Et puis, ça change la vie ! Avant de se lancer, Inès Oudumaya a réalisé une enquête : 2000 réponses lui sont revenues. Dans 70% des cas, les femmes expliquent avoir des règles douloureuses et utiliser des bouillottes. “Je suis hyper contente de voir que ça peut aider d’autres femmes, d’autres personnes menstruées. Le plus gratifiant dans tout ça, c’est de recevoir des messages positifs presque quotidiennement.”
Un coup de foudre avec Saturne
Désacraliser le sujet des règles douloureuses, offrir plus de confort aux femmes, participer à développer cette image de femme émancipée, c’est un peu aussi ce que suggère le logo des Culottées de Saturne. Des femmes libres, portant juste une culotte, sur les anneaux de la célèbre planète, image qu’Inès Oudumaya voudrait voir décliner à l’avenir sur ses produits.

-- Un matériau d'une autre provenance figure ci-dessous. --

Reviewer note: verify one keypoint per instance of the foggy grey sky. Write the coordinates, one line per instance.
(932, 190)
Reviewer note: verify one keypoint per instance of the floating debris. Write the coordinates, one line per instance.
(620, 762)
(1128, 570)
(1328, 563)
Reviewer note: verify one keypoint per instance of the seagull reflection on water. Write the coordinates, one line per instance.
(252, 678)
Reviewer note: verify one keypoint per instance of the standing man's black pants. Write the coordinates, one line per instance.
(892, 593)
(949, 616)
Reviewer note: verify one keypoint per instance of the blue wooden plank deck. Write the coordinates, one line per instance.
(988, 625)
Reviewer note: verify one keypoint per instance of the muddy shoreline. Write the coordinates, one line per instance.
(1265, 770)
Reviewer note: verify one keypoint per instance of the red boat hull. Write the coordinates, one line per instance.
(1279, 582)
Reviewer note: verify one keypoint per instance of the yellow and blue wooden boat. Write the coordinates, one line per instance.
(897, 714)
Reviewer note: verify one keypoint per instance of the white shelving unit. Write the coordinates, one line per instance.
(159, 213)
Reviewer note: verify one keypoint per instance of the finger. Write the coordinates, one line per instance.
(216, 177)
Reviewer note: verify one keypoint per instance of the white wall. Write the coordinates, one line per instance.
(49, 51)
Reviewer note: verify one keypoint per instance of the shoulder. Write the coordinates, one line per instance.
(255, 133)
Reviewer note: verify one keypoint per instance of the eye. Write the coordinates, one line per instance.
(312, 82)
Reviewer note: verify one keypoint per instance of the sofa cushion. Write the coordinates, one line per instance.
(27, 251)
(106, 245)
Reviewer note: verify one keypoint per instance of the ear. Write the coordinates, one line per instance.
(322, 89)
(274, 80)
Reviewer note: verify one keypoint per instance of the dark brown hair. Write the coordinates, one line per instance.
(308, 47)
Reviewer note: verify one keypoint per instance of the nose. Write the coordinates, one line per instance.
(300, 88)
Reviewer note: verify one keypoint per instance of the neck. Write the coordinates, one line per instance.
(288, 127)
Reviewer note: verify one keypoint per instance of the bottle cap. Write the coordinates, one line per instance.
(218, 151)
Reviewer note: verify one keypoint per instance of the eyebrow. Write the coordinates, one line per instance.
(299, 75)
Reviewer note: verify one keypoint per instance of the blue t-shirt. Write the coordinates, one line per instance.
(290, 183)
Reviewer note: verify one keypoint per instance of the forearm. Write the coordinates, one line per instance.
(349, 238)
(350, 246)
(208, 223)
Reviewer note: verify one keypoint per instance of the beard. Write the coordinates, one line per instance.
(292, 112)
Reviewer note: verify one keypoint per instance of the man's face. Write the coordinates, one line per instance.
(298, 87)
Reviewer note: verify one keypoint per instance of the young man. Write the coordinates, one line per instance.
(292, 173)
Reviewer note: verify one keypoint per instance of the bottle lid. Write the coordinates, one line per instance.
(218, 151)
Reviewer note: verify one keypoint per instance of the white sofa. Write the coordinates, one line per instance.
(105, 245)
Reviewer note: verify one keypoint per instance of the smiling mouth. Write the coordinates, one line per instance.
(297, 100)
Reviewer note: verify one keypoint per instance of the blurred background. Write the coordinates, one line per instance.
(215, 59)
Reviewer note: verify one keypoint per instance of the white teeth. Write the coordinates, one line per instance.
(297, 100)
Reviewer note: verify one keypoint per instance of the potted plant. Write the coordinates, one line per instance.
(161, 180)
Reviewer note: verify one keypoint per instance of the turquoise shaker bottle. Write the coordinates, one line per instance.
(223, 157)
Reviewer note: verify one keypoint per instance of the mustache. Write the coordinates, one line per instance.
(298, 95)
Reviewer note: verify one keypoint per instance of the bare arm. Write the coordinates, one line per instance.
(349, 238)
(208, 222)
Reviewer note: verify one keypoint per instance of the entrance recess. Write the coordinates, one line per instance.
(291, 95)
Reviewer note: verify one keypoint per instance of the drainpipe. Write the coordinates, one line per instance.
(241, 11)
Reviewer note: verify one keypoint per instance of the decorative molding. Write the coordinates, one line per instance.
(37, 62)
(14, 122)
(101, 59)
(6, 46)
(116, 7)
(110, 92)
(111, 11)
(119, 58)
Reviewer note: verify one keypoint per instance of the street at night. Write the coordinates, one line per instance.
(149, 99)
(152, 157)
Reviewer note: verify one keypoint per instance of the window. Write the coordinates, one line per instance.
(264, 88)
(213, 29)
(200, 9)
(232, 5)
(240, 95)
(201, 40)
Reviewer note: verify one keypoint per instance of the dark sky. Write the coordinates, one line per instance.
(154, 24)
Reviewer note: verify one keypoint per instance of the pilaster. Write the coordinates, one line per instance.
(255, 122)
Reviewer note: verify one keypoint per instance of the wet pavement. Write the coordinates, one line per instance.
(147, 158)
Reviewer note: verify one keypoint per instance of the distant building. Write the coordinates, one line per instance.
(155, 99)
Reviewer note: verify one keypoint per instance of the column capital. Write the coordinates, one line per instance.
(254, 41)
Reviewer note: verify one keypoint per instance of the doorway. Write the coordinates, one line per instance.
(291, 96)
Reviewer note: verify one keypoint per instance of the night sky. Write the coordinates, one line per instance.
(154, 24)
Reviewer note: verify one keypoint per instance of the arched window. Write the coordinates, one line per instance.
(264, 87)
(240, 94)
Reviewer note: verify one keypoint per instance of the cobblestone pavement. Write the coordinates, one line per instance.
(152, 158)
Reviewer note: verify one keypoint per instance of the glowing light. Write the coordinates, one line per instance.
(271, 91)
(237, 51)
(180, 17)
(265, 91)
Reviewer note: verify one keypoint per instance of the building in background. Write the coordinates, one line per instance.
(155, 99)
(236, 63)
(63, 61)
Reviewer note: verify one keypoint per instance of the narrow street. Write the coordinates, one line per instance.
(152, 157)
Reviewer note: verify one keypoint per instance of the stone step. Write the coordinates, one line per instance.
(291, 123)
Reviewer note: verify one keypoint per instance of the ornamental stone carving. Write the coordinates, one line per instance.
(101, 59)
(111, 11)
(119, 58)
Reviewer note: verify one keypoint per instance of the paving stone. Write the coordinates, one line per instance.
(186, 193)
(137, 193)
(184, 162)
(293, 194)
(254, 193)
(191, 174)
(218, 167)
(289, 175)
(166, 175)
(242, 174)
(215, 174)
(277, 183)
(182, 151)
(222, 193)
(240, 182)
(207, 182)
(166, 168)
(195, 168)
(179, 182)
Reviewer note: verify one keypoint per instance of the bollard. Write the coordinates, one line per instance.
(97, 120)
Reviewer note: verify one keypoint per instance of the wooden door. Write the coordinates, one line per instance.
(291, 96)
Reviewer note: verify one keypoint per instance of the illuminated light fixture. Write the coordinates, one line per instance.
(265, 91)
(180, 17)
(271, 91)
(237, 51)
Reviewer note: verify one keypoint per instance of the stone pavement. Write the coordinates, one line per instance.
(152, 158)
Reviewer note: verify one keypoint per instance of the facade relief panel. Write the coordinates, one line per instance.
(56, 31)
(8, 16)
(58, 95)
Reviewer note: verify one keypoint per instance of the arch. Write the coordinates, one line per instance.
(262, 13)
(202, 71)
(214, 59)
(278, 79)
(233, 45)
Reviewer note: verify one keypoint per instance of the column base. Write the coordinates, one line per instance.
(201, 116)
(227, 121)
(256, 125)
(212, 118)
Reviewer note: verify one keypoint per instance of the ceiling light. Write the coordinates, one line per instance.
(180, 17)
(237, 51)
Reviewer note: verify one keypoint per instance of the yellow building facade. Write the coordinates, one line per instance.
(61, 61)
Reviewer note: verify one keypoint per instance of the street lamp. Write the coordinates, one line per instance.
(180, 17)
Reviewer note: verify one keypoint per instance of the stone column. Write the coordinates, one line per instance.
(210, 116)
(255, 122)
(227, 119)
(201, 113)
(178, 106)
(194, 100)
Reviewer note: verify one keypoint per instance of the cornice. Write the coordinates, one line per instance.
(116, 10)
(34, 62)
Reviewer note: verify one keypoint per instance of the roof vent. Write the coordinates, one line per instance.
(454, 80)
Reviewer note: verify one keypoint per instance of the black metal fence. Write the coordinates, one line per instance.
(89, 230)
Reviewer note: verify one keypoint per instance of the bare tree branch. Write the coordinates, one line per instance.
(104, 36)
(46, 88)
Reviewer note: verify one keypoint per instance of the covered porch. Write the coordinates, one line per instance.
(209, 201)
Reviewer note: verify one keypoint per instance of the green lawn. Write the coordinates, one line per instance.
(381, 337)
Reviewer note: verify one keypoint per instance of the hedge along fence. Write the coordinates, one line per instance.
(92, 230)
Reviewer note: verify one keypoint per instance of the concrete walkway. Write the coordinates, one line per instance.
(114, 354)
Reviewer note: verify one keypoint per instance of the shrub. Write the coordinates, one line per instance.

“La première fois que j’ai observé le ciel, c’était pendant la Nuit des étoiles, cet événement lors duquel des amateurs prêtent leur télescope. Ce soir-là, j’ai observé pour la première fois Saturne. J’ai eu un coup de foudre. Un mois plus tard, je me la suis fait tatouer sur le bras.” Un coup de cœur qui a été à l’origine du nom de la marque. “Et puis je travaille dans le spatial, c’est mon métier, ce que j’aime”.
Les projets sont nombreux pour Inès : aller plus loin, avec des produits pourvus de chaufferettes dans le dos, pour soulager les douleurs de règles au niveau des lombaires. Et pourquoi pas aussi des boxers ? Les Culottées de Saturne commencent juste à se mettre en orbite.